Zwar ist heute anerkannt, dass auch die Zurückstellung der Strafvollstreckung zur Durchführung einer ambulanten Behandlung zulässig ist und dem Willen des Gesetzgebers entspricht. Denn danach sollen ambulante Therapieformen in verstärktem Maße genutzt werden. Durch Art. 1 Nr. 7 des Gesetzes vom 9. September 1992 wurden in der u.a. die Anrechnung der Behandlungszeit regelnden Vorschrift des § 36 Abs. 1 S. 1 BtMG die Worte (Einrichtung) „in der die freie Gestaltung seiner Lebensführung erheblichen Beschränkungen unterliegt,“ gestrichen. In der Begründung dazu wird darauf hingewiesen, dass mit dieser Einschränkung in der Praxis die Möglichkeit verbaut werde, die in der letzten Zeit entwickelten ambulanten Therapiemodelle im Rahmen der Zurückstellung der Strafvollstreckung zu nutzen, da diese nur dann in Frage kämen, wenn die jeweilige Therapiezeit auch auf die Strafe angerechnet werden könnte.
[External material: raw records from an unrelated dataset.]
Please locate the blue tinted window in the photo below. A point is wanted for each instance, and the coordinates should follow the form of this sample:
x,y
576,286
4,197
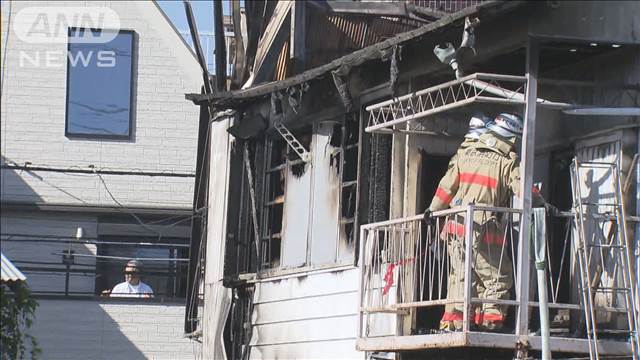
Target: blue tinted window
x,y
99,83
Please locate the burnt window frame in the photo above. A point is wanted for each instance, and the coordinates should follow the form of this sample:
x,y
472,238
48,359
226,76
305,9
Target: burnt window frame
x,y
352,144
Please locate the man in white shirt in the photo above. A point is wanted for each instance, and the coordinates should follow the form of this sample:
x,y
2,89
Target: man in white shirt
x,y
133,286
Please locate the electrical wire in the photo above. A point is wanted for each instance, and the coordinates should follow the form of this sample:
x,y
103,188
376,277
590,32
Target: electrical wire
x,y
145,226
126,258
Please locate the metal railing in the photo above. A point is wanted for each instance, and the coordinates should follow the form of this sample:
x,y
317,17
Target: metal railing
x,y
407,265
478,87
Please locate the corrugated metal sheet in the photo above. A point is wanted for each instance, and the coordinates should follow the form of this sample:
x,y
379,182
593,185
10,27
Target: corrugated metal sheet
x,y
10,272
449,6
336,35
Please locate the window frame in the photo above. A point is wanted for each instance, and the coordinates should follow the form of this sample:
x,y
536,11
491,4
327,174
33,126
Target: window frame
x,y
175,274
267,170
129,136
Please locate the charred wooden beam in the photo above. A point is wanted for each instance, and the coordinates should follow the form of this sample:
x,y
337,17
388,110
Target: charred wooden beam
x,y
240,63
298,34
221,49
379,8
355,58
343,90
270,42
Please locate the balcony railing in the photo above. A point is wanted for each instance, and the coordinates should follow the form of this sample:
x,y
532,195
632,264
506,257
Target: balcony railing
x,y
406,272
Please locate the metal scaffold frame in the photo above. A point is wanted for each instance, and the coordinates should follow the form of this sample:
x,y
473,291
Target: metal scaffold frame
x,y
475,88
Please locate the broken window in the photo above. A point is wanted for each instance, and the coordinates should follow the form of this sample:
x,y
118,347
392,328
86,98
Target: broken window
x,y
310,209
349,185
275,173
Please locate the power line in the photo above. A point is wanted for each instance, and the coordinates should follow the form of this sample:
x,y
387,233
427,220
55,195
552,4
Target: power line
x,y
101,171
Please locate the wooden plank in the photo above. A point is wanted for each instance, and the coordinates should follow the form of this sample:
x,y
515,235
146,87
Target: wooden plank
x,y
296,218
297,49
266,44
307,285
338,349
312,330
342,304
353,59
326,197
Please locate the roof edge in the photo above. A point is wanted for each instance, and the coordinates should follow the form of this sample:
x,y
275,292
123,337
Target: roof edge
x,y
355,58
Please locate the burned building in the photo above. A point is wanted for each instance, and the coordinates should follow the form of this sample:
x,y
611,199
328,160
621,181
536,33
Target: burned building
x,y
313,172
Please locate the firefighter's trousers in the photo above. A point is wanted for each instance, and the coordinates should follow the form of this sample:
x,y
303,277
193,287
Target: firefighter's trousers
x,y
491,271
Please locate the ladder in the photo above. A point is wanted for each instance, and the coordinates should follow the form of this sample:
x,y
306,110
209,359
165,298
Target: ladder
x,y
602,246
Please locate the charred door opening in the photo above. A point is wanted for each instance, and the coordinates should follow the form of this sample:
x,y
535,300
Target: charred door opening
x,y
433,168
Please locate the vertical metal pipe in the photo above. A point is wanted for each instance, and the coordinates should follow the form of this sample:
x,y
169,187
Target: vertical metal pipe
x,y
540,242
468,238
528,148
221,58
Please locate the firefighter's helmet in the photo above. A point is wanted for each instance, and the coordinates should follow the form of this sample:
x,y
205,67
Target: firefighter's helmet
x,y
477,126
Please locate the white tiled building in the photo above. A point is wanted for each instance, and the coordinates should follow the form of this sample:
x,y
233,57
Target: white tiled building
x,y
111,151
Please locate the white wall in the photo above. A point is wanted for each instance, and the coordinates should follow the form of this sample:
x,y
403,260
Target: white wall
x,y
165,124
87,329
307,316
64,225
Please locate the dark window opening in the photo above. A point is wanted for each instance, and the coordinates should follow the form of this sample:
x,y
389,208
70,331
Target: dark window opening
x,y
433,168
275,176
349,180
100,83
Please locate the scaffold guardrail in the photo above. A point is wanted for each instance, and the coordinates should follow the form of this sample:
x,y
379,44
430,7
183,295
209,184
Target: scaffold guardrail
x,y
478,87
Die Streichung der einengenden Bestimmung zur Qualifizierung der Therapieeinrichtung soll die gebotene Ausweitung ermöglichen. Dabei bedarf jedoch die Beurteilung ambulanter Therapien einer besonders sorgfältigen Prüfung. Aus einem anzuerkennenden ambulanten Therapiekonzept müssen Art, Umfang und Dauer der Behandlung, Beratung und Kontrolle des Probanden klar hervorgehen. Schließlich muss das Konzept der ambulanten Therapie Regelungen enthalten, ob steigender Drogenbeigebrauch und Straftaten während der ambulanten Therapie als Therapieabbruch gewertet und den Strafverfolgungsbehörden gemeldet werden. Bei ambulanten Therapieformen kommt eine Zurückstellung der Strafvollstreckung dann nicht in Betracht, wenn hierdurch an den Verurteilten unzureichende Anforderungen gestellt werden. Nicht nur die Probanden, auch die Behandlungskonzepte müssen einer Kontrolle unterliegen. Die Zurückstellung gemäß § 35 BtMG im Rahmen einer ambulanten Therapie bedarf daher einer besonders sorgfältigen Prüfung (OLG Stuttgart, StV 1994, 30; OLG Köln, StV 1995, 649;
Beschluss des Senats vom 30. Juli 1996 - 1 VAs 33/96 -; Körner, BtMG, § 35
Rdnr. 102 ff.).

Die von dem Verurteilten angestrebte ambulante Therapie erfüllt diese Voraussetzungen in wesentlichen Punkten nicht. Der behandelnde Arzt hat in seinem Schreiben vom 22. März 2002 selbst mitgeteilt, dass er über kein ambulantes Therapiekonzept zur Behandlung der Drogensucht verfügt. Nach seiner Auffassung ist die Behandlung der Persönlichkeitsstörung und deren Bewältigung Inhalt der Therapie. Als Dauer der Behandlung sind zunächst 25 Stunden Psychotherapie vorgesehen. Hierbei handelt es sich nicht um ein Therapiekonzept im oben ausgeführten Sinne. Dies wird selbst von dem behandelnden Arzt ausdrücklich festgestellt. Darüber hinaus will der behandelnde Arzt mit Rücksicht auf das Arzt-Patienten-Verhältnis auf Kontrollen und Auflagen verzichten. Auch dies steht im Widerspruch zu den Anforderungen an eine ambulante zurückstellungsfähige Therapie i.S.d. § 35 BtMG. Zwar hat sich Herr Thielmann bereiterklärt, einen Therapieabbruch der Staatsanwaltschaft mitzuteilen. Es ist indes nicht festgelegt, wann von einem Therapieabbruch auszugehen ist. So fehlen jegliche Angaben dazu, ob Drogenbeigebrauch oder erneute Straftaten als Therapieabbruch gewertet werden sollen. Des weiteren fehlt es an begleitenden, unangemeldeten Urinkontrollen. Zwar sind nach den Ausführungen des Verteidigers Drogenkontrolluntersuchungen durch den Hausarzt in regelmäßigen Abständen vorgesehen. Es ist jedoch nicht erkennbar, dass es sich hierbei um für den Antragsteller vorher nicht angekündigte Termine handelt. Auch fehlt es an einer Festlegung, wie sich ein ggf. positives Drogenscreening auf die Therapie auswirken soll. Nach alledem entspricht die von dem Antragsteller angestrengte ambulante Therapie nicht den an eine i.S.d. § 35 BtMG berücksichtigungsfähige Therapie zu stellenden Anforderungen. Die Ablehnung der Zurückstellung durch die Staatsanwaltschaft ist daher nicht zu beanstanden.

Demnach war der Antrag auf gerichtliche Entscheidung zu verwerfen.

Die Nebenentscheidungen beruhen auf §§ 30 EGGVG, 30, 130 KostO.